Whilst paper and cardboard has the highest recycling rate of any packaging material, it all too often ends up impacted by contamination arising from these co-mingled recycling streams.
The need for a better solution
As we look to move to a low carbon, circular economy, where we recycle and reuse materials as much as possible, increasing the percentage of material that is actually recycled once collected in the UK is essential. This will help to satisfy the continually increasing demand by brands, in turn fuelled by consumer demand, to use the most sustainable materials available in their packaging and that means not only switching to fibre-based packaging, but also using less virgin and more recycled paper fibres.
Additionally, the UK collects much more paper for recycling than we use in our domestic paper mills. About half of the paper that is collected here is exported outside the UK to be recycled and used. Maintaining these outlets for our surplus paper is essential to deliver and improve our paper and card recycling rates in the UK. There was a time that material could find a market in overseas and emerging recycling markets regardless of quality, but not anymore; the watchword in just about all markets now is ‘quality’. If our lower quality materials are rejected, then we risk falling even further behind on our recycling targets.
The case for source segregation
DS Smith’s own data and experience tell us that the best way to improve the quality of materials collected for recycling, specifically paper and card, is to separate materials at source – the point at which we put them in our recycling containers. By adopting the same source-segregated system throughout the country to separate our waste before it goes into our recycling system, we can help ensure that materials are less likely to be contaminated.
Although source segregation alone will not result in us meeting our target recycling rates, it is a vital step in improving the quality of our recycled materials, keeping materials that should be recycled out of landfill and energy-from-waste and ultimately helping to reduce our environmental impact.
It is no coincidence that the countries in Europe with the highest recycling rates are those with recycling systems based on a source-segregated approach to collection.
Making the transition
Already in the UK, we’ve seen how source segregation – as part of a well-thought-out waste and recycling strategy – can increase recycling rates. Welsh councils are leading the way; many have weekly recycling collections and source segregation in place.

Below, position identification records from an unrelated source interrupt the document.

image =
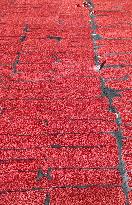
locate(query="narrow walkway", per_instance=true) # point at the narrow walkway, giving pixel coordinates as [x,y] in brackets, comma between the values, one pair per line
[65,102]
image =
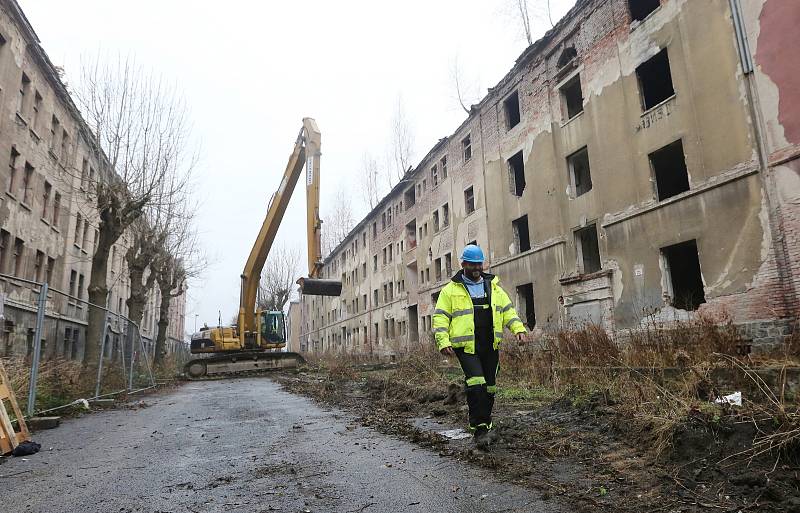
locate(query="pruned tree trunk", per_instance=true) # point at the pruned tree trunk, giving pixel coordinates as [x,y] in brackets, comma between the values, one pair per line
[171,278]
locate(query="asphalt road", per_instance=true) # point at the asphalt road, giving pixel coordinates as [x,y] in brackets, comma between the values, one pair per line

In 2020-21 Wales achieved the UK-wide recycling target of 65%. In part, this achievement is the result of an ambitious target set by the devolved government to recycle 70% of all municipal waste by 2025.

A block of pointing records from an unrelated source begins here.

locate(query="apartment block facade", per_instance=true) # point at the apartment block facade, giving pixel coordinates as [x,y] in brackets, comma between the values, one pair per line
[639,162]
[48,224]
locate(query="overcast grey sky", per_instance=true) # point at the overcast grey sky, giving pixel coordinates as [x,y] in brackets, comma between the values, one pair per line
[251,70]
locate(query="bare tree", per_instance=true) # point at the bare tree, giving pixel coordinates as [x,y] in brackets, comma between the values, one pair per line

Fortunately, there are signs that Government recognises the link between source segregated collections, high recycling rates and improved recyclate quality; in the recent consultation on “consistency in household and business recycling in England”, DEFRA proposed that all local authorities should adopt a recycling scheme based on separate collection of paper and card. In the coming weeks, we expect to see the Government issue its response to this consultation and we hope that the principle of separate collection of paper and card remains central to the proposed way forward.
Alongside the reform of collection systems, a review of the TEEP (Technically, Environmentally and Economically Practicable) regulations is essential. Whilst the aim of TEEP is to improve recycling quality and recycling rates, TEEP exemptions can be used where local authorities argue that it is not technically feasible, environmentally beneficial, or cost effective to offer a segregated recycling system. The ease with which exemptions are granted creates an issue, as they allow councils to justify the use of co-mingled recycling collections which are less than fit for purpose. Reforming TEEP will provide much clearer guidance to local government on the best collection methods to use.
However, change can be driven at the local level, by councils opting to switch from co-mingled systems to source segregated collections.
The UK’s recycling system must change if we are to increase the country’s recycling rate and achieve a circular, low carbon economy. We can no longer afford to be losing recyclable materials to landfill or waste-to-energy, or producing low quality recycling due to collection processes that are not fit for purpose. Whilst a nationwide source segregated collection system is not a simple panacea to cure all ills, it’s certainly a big step in the right direction.